The chart below is one of our on-chain signals, which uses eight metrics, across four areas, and seeks confluence pointing to a healthy and robust market recovery. As can be seen, the current market has 8-of-8 indicators in positive territory, suggesting the Bitcoin bear could very well be behind us.
🪟 Related Dashboard: This chart is available within our Recovering From a Bitcoin Bear Signals dashboard, designed to identify confluence of a robust market recovery.
Summary and Conclusions
Whilst Bitcoin and digital assets experience a relatively high degree of market volatility, many on-chain indicators, which reflect collective human decisions, are surprisingly consistent.
Exactly 64-weeks ago, we covered how several on-chain indicators were likely entering bear market territory (WoC 4-2022: Sizing Up a Bitcoin Bear).

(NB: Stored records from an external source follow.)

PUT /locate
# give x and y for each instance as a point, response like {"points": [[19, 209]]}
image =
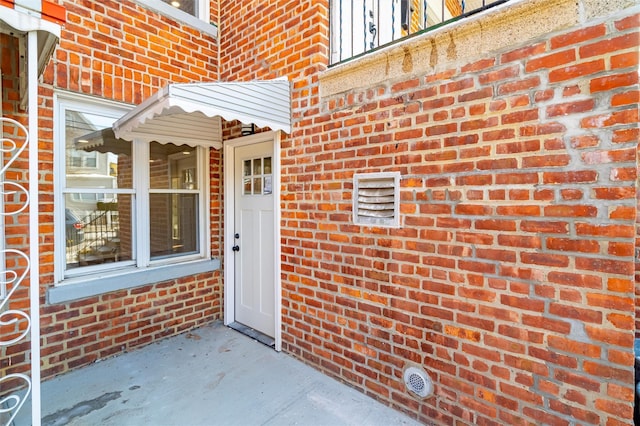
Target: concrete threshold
{"points": [[210, 376]]}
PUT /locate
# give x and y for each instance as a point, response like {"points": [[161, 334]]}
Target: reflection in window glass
{"points": [[93, 154], [97, 228], [98, 225], [257, 166], [172, 166], [258, 177], [173, 224]]}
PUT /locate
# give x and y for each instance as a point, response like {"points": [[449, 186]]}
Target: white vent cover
{"points": [[418, 382], [376, 199]]}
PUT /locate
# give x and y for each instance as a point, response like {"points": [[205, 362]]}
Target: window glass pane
{"points": [[97, 228], [94, 158], [173, 166], [173, 224], [188, 6], [257, 166]]}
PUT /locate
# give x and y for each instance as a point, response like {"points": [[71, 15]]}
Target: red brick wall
{"points": [[511, 279], [123, 52]]}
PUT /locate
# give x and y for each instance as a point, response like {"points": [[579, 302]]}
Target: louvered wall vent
{"points": [[376, 199]]}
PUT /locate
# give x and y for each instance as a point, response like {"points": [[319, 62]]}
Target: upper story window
{"points": [[359, 26], [196, 13]]}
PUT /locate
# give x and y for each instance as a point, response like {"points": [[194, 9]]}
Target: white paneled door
{"points": [[254, 237]]}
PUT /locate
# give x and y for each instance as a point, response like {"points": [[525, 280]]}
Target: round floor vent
{"points": [[418, 382]]}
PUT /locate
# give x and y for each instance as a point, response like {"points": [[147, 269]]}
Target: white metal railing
{"points": [[358, 26], [15, 324]]}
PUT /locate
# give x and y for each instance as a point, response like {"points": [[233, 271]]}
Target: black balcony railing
{"points": [[359, 26]]}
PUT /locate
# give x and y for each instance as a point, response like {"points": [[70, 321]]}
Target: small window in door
{"points": [[257, 177]]}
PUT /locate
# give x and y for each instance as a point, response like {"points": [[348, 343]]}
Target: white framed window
{"points": [[143, 205], [376, 199], [196, 13]]}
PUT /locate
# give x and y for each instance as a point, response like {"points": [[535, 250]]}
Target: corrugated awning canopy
{"points": [[190, 113]]}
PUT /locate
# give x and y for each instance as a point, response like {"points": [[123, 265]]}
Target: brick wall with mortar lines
{"points": [[512, 278], [119, 51]]}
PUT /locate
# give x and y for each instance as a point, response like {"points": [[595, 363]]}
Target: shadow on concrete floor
{"points": [[210, 376]]}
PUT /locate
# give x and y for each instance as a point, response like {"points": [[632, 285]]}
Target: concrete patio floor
{"points": [[210, 376]]}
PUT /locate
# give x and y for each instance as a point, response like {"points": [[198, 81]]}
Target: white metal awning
{"points": [[191, 113]]}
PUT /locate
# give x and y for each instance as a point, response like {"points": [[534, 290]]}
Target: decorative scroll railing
{"points": [[358, 26], [15, 314]]}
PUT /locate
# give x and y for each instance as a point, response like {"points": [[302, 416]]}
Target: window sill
{"points": [[79, 288], [173, 13]]}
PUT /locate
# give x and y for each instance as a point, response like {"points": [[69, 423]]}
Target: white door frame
{"points": [[229, 227]]}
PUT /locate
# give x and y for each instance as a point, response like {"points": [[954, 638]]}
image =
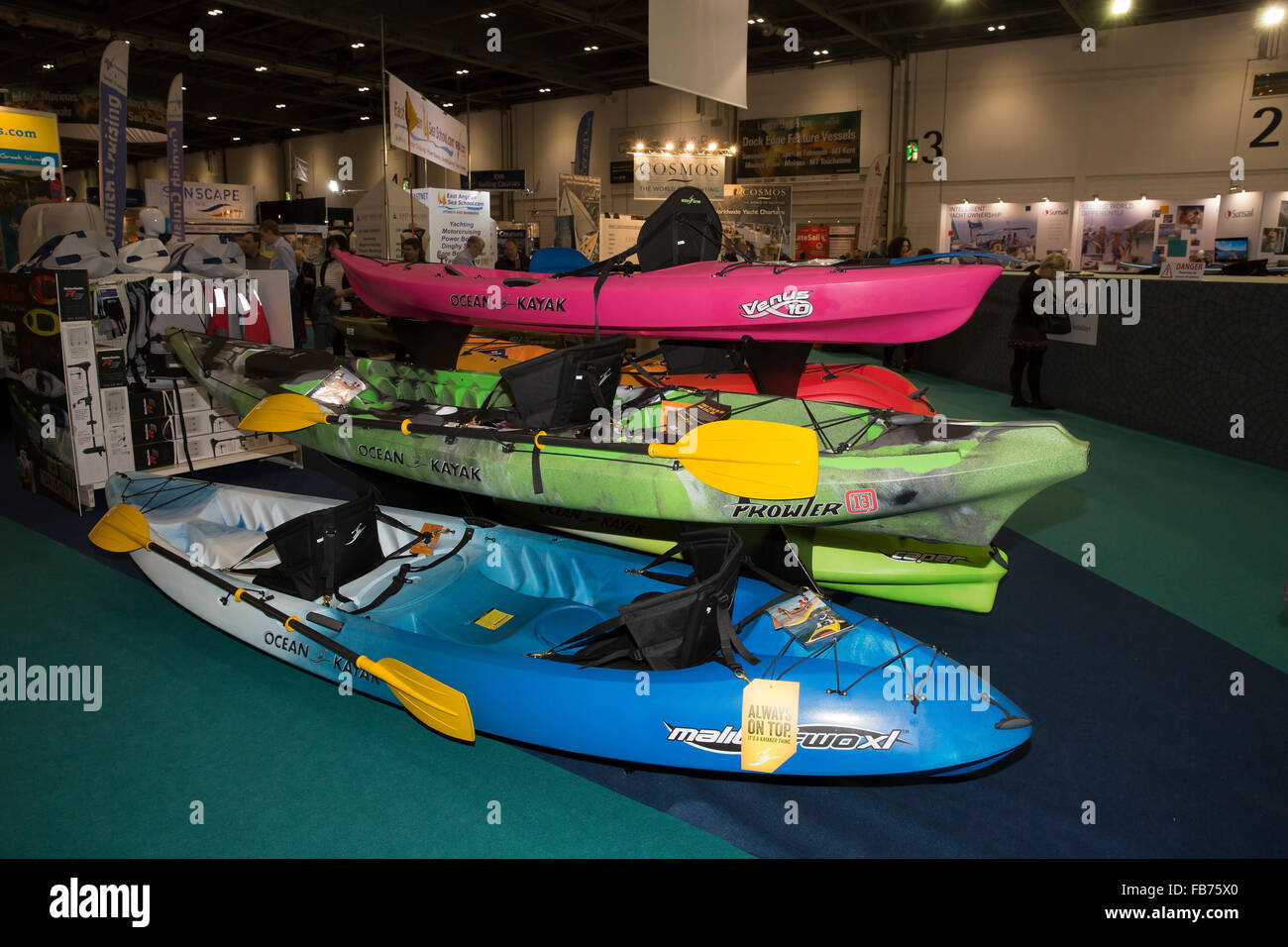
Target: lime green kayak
{"points": [[932, 479], [888, 567]]}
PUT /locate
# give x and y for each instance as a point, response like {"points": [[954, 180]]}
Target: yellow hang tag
{"points": [[492, 618], [769, 710]]}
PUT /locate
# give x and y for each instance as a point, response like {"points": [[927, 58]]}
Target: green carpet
{"points": [[282, 764], [1198, 534]]}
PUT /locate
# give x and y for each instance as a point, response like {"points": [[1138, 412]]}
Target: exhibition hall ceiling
{"points": [[271, 69]]}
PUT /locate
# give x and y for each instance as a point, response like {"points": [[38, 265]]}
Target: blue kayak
{"points": [[548, 637]]}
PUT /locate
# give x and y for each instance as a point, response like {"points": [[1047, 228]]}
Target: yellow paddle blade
{"points": [[121, 530], [761, 460], [430, 701], [278, 414]]}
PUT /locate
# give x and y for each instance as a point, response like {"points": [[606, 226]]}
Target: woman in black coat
{"points": [[1026, 339]]}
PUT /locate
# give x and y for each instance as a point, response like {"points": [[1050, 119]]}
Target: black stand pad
{"points": [[432, 343]]}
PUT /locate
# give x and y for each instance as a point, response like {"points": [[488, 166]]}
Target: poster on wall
{"points": [[24, 179], [1196, 223], [618, 234], [819, 147], [761, 214], [811, 241], [657, 175], [1116, 232], [578, 215], [454, 218], [424, 129], [207, 208]]}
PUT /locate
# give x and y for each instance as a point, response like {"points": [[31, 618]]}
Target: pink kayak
{"points": [[771, 303]]}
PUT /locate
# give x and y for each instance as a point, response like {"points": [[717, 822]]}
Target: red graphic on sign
{"points": [[861, 500]]}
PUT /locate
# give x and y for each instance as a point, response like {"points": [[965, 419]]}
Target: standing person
{"points": [[900, 248], [283, 258], [472, 252], [412, 250], [1026, 338], [511, 258], [334, 295], [249, 243]]}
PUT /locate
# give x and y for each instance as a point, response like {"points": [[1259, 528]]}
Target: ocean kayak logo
{"points": [[789, 304], [809, 736]]}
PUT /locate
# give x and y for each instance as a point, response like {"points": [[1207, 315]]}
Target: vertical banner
{"points": [[174, 157], [583, 163], [114, 77], [578, 214], [871, 201]]}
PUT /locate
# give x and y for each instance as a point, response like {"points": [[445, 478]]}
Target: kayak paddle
{"points": [[124, 530], [765, 460]]}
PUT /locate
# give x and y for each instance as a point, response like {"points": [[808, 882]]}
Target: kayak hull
{"points": [[554, 587], [696, 300], [936, 480]]}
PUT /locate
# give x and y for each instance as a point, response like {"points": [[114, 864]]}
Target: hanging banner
{"points": [[657, 175], [578, 214], [1022, 231], [174, 158], [420, 127], [583, 162], [454, 218], [114, 77], [205, 208], [871, 202], [819, 147], [25, 172], [498, 180]]}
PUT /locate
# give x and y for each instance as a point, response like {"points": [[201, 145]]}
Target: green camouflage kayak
{"points": [[926, 478]]}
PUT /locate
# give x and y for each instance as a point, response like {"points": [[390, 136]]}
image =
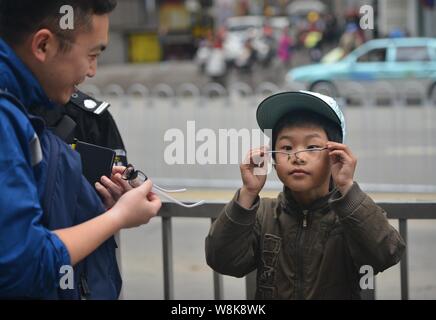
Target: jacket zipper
{"points": [[300, 258]]}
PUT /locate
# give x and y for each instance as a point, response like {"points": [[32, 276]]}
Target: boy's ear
{"points": [[43, 44]]}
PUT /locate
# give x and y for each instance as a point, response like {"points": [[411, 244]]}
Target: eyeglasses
{"points": [[313, 152], [137, 177]]}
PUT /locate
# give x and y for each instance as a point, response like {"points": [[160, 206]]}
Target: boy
{"points": [[311, 241]]}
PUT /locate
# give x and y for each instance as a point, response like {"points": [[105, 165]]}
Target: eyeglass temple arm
{"points": [[163, 194]]}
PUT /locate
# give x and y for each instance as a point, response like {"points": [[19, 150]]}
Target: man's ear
{"points": [[43, 45]]}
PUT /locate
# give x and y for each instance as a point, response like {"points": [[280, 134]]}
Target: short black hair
{"points": [[21, 18], [298, 118]]}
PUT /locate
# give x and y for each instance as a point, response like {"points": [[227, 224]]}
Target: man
{"points": [[51, 218]]}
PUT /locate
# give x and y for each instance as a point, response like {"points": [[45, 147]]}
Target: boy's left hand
{"points": [[343, 164]]}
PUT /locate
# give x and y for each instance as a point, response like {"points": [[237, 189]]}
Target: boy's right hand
{"points": [[137, 206], [253, 173]]}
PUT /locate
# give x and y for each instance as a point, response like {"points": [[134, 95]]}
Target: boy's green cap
{"points": [[273, 108]]}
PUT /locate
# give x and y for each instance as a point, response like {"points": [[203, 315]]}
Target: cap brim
{"points": [[273, 108]]}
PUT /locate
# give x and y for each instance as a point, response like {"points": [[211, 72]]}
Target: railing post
{"points": [[167, 245], [404, 270], [217, 282], [217, 286]]}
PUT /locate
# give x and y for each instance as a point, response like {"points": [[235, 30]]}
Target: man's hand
{"points": [[253, 173], [112, 189], [136, 207], [343, 164]]}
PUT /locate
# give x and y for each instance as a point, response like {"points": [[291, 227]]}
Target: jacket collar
{"points": [[289, 204], [17, 79]]}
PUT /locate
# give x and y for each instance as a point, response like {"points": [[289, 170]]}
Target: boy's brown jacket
{"points": [[304, 254]]}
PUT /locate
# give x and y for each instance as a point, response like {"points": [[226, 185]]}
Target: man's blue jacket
{"points": [[42, 189]]}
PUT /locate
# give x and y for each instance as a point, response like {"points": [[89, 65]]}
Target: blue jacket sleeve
{"points": [[30, 255]]}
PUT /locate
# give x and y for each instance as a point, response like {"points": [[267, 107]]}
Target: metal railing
{"points": [[395, 210]]}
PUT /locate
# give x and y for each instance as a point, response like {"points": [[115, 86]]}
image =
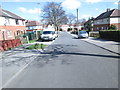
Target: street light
{"points": [[38, 20]]}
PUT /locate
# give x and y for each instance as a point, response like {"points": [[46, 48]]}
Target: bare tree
{"points": [[54, 14]]}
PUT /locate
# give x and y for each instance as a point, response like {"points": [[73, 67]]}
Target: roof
{"points": [[32, 23], [108, 14], [9, 14]]}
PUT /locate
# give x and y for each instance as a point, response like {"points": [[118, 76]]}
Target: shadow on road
{"points": [[59, 53]]}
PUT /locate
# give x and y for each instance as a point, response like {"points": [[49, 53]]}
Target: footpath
{"points": [[13, 61], [111, 46]]}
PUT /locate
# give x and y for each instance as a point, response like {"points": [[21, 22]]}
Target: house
{"points": [[11, 25], [88, 25], [33, 26], [106, 19]]}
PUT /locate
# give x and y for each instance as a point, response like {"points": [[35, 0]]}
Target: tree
{"points": [[54, 14]]}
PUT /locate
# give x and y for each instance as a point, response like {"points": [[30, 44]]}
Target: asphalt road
{"points": [[70, 63]]}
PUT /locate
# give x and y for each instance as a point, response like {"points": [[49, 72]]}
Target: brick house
{"points": [[32, 26], [11, 25], [106, 19]]}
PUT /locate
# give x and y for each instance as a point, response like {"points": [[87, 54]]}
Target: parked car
{"points": [[83, 34], [48, 35]]}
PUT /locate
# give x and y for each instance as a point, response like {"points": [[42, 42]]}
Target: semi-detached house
{"points": [[104, 20], [11, 25]]}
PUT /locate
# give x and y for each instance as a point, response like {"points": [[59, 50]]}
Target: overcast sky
{"points": [[28, 9]]}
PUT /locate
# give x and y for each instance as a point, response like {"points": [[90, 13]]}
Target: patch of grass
{"points": [[37, 46], [32, 41]]}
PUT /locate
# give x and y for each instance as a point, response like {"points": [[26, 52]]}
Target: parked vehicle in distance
{"points": [[83, 34], [48, 35]]}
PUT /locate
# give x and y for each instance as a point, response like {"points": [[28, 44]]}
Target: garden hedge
{"points": [[110, 35]]}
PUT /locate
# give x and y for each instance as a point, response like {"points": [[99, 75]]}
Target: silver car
{"points": [[48, 35]]}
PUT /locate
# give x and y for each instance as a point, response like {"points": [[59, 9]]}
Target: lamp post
{"points": [[38, 20], [77, 21]]}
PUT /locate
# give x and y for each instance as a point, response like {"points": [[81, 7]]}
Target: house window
{"points": [[9, 33], [17, 22]]}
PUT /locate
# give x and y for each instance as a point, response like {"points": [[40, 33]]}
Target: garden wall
{"points": [[8, 44], [110, 35]]}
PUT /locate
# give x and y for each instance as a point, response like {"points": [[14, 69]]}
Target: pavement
{"points": [[111, 46], [70, 63], [12, 61]]}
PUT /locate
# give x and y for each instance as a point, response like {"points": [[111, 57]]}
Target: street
{"points": [[70, 63]]}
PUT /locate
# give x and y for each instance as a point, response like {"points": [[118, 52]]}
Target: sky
{"points": [[28, 9]]}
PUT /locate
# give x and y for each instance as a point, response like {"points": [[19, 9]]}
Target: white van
{"points": [[48, 35]]}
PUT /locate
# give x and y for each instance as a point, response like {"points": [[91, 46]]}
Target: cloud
{"points": [[30, 11], [93, 1], [116, 2], [102, 11], [71, 4], [22, 9], [96, 9]]}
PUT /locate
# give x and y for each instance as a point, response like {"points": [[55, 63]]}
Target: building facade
{"points": [[106, 19], [11, 25]]}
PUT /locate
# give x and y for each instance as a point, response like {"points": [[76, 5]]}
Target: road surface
{"points": [[70, 63]]}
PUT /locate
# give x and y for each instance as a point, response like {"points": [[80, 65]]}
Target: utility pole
{"points": [[77, 21]]}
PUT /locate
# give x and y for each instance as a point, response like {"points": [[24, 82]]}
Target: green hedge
{"points": [[110, 34]]}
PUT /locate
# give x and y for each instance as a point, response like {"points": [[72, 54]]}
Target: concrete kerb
{"points": [[102, 47], [98, 45]]}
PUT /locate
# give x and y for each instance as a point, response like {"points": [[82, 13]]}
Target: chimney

Readers may also find our review of the May 2021 Sell-off informative, as this can be argued to be the 'psychological start' of the bear.
In this piece, we cover how several on-chain indicators are suggesting that bear market conditions (or at least the worst of it) may now be behind us. Bitcoin sits in somewhat neutral territory, and above the foundation forming supply cluster between $16k to $25k, where significant coin volume changed hands. We note that much of this supply remains tightly held by those buyers, whilst profits are being taken (WoC 12), and network utilization is improving, all supporting the strong market performance YTD.
Disclaimer: This report does not provide any investment advice. All data is provided for information and educational purposes only. No investment decision shall be based on the information provided here and you are solely responsible for your own investment decisions.